SeaPea: This document, last updated in November 2008, shows that while NightSkies ran on Mac OS X 10.5.2 and higher, a rootkit named SeaPea was running on Mac OS X Tiger 10.4, launched 12 years ago.

Mac security expert Pedro Vilaca, who specializes in reverse engineering and rootkits, told Forbes that the leaked documents show the CIA as an early adopter of Mac hacking. “They have a good interest in Mac targets, which makes sense since many high-value targets love to use Macs.”

Is there a silver lining in these leaks?

Since WikiLeaks began leaking stolen documents several years ago, many in the security industry have warned that the releases were a threat to national security. But since the leaks have happened and there’s no turning back, the question is if any good can come of this.

It’s a question we asked security experts after the first Vault7 leak a few weeks ago. Eric Cowperthwaite, former VP of strategy for Core Security and now director of managed risk services for Edgile, said at the time that he was conflicted on that question.

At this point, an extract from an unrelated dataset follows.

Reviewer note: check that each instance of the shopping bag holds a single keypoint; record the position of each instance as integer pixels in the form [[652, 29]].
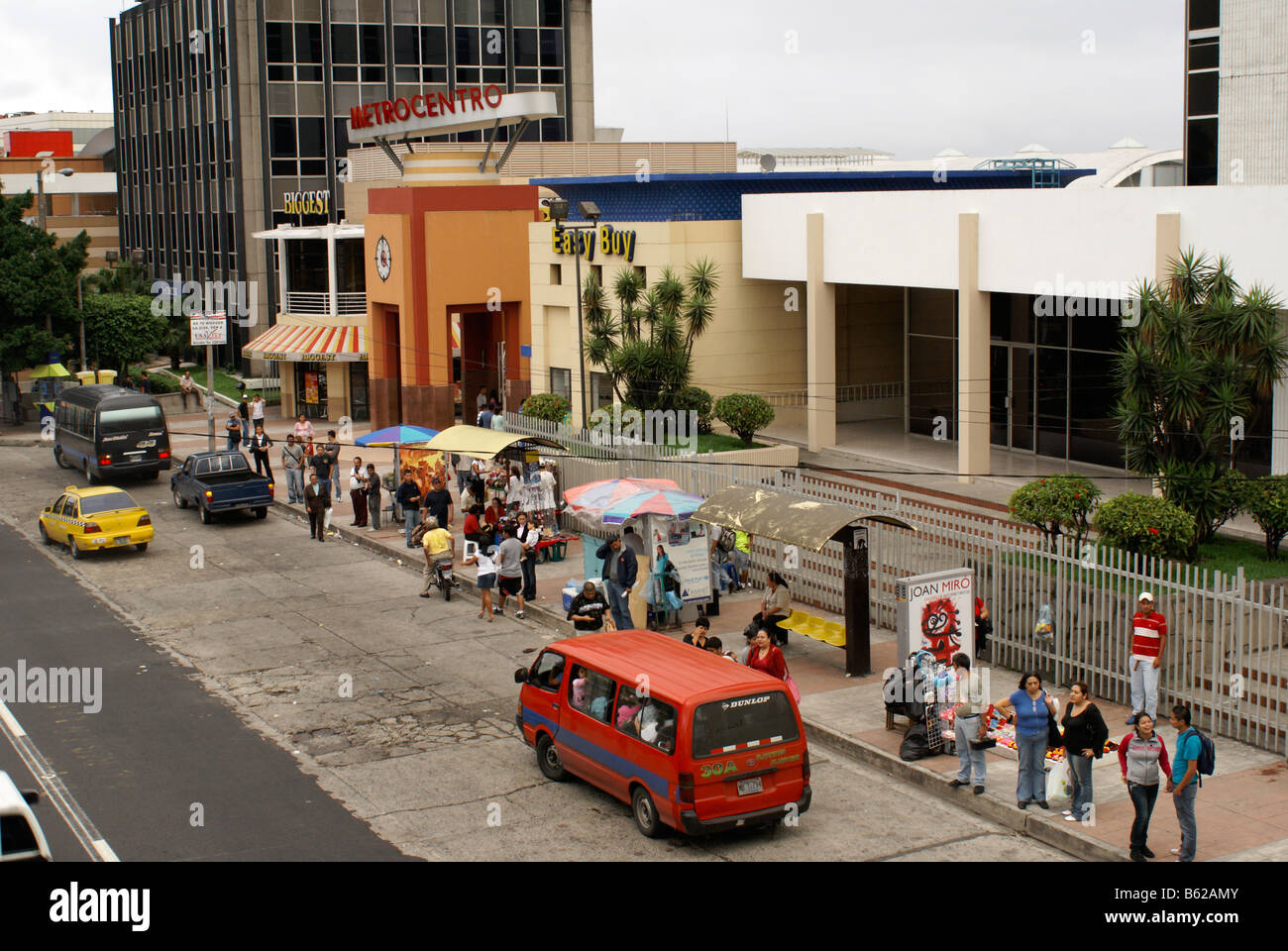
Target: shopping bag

As an example he brought up the case of Chelsea Manning, a United States Army soldier convicted by court-martial in 2013 for violating the Espionage Act and other offenses, after giving WikiLeaks nearly three-quarters of a million classified and/or sensitive military and diplomatic documents:

There is good and bad in this. We know that some of the Manning leaks had impacts on military operations. That was part of Manning’s trial. I also found it interesting that Wikileaks alleges that the US intelligence community has a problem keeping its cyberwar tools off the black market. And if the CIA, NSA, etc. can’t keep these things under control, that is something that citizens should know.

That’s why Naked Security will continue to cover the leaks here.